Current status of transfer mechanisms
Currently, the WP29 regards mechanisms such as EU Model Clauses and Binding Corporate Rules as effective in governing transatlantic transfers of personal data. However, the statement makes clear that, as part of the Privacy Shield review, the WP29 will also consider whether these mechanisms continue to be effective.
Data protection authority enforcement
The WP29 statement is unclear on the Data Protection Authorities’ position on enforcement at this point. It reiterates that transfers cannot be undertaken on the basis of the invalidated EU-US Safe Harbor mechanism. The statement does not, however, signal coordinated proactive enforcement against exporters that have not put in place alternative transfer solutions. Instead, Data Protection Authorities will “deal with cases and complaints on a case by case basis,” suggesting that data protection authorities will not seek out enforcement cases on their own initiative (this is the same wording used in its 16 October 2015 moratorium).

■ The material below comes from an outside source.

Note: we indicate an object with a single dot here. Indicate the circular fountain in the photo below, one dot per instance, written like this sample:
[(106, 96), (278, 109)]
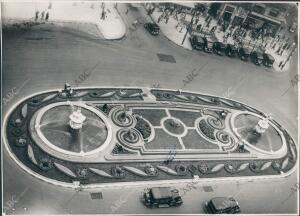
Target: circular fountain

As mentioned in our post on the EU-US Privacy Shield, it is too soon for companies that transfer personal data from the EU to the US to be optimistic about the proposed framework. The WP29 statement makes clear that it still has concerns about the US regime, and it is by no means guaranteed that the national Data Protection Authorities that comprise the WP29 will approve the framework. The Data Protection Authorities’ assent to the framework is critical to how the EU-US Privacy Shield will work in practice. Of further concern to companies transferring personal data to the US is the threat that the WP29 finds that mechanisms such as EU Model Causes and Binding Corporate Rules (which companies have put in place to support cross-border data transfers in the aftermath of Schrems), will themselves be deemed inadequate, effectively rendering any transfer of personal data to the US illegal. We think this scenario is unlikely, given the close relationship between the EU and the US and the economic benefits that the EU and US enjoy through allowing global businesses to transfer data.
We are still some months away from an EU-US Privacy Shield that can actually be adopted and used as an export solution. This means that exporters have little choice but to put in place EU Model Clauses, Binding Corporate Rules or assess whether their transfers can fall within a derogation.

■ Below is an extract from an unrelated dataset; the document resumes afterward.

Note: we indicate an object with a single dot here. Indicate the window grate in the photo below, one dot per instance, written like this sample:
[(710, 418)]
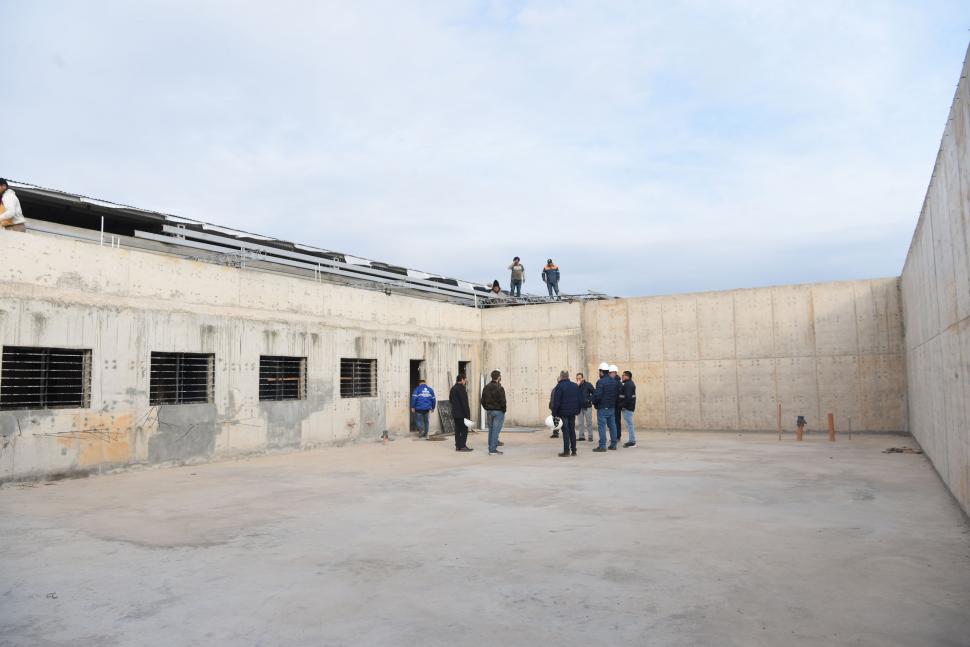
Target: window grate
[(45, 378), (282, 378), (181, 378), (358, 378)]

Finally, it is clear that a Pandora’s box has been opened through the articulation of intelligence processing standards which may not be met in other countries. If the WP29 concludes that EU Model Clauses and/or Binding Corporate Rules are not effective export solutions to the US due to the US not meeting those standards, such a conclusion will have the potential to affect exports made under those mechanisms to other non-EEA countries, which also do not meet those standards. The Schrems judgment’s legacy may continue affecting the privacy space in Europe and globally for some time yet.